Paul Kolker (b. 1935) is a New York based artist with doctorate degrees in medicine and law. He is Fellow American College of Surgeons, Fellow American College of Legal Medicine and Emeritus Chief of Cardiothoracic Surgery at Northwell Glen Cove Hospital, having practiced cardiothoracic surgery on Long Island from 1969 to 2013. In October 2001 Kolker moved his Long Island studio to his current address in the Chelsea art district so that he could produce his works and curate his exhibitions as an experiment in perception. His studio and gallery have together become his laboratory in which the viewer is the measuring instrument for Kolker’s art as a perceptual experiment. Paintings Which Speak to Me… Grandpa Murray and His Amazing ‘Fire Engine Red’ Super Pumper is Kolker’s seventy-fourth solo exhibition.

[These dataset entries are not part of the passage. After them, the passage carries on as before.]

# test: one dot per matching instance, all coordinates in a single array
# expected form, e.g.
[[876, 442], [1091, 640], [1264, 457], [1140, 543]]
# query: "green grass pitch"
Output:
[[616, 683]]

In Paul Kolker: Paintings Which Speak to Me… Grandpa Murray and His Amazing ‘Fire Engine Red’ Super Pumper, twenty works are on view from April 2 through May 30, 2020 at the PAUL KOLKER collection, 511 West 25th Street adjacent to the High Line between Tenth and Eleventh Avenues Paul Kolker: Dialogical Perception… Art As Experiment eighteen works are on view through March 27, 2020 at the PAUL KOLER collection Paul Kolker: Abstract Decalcomania… An Experiment in Perception is ongoing at 600 Third Avenue.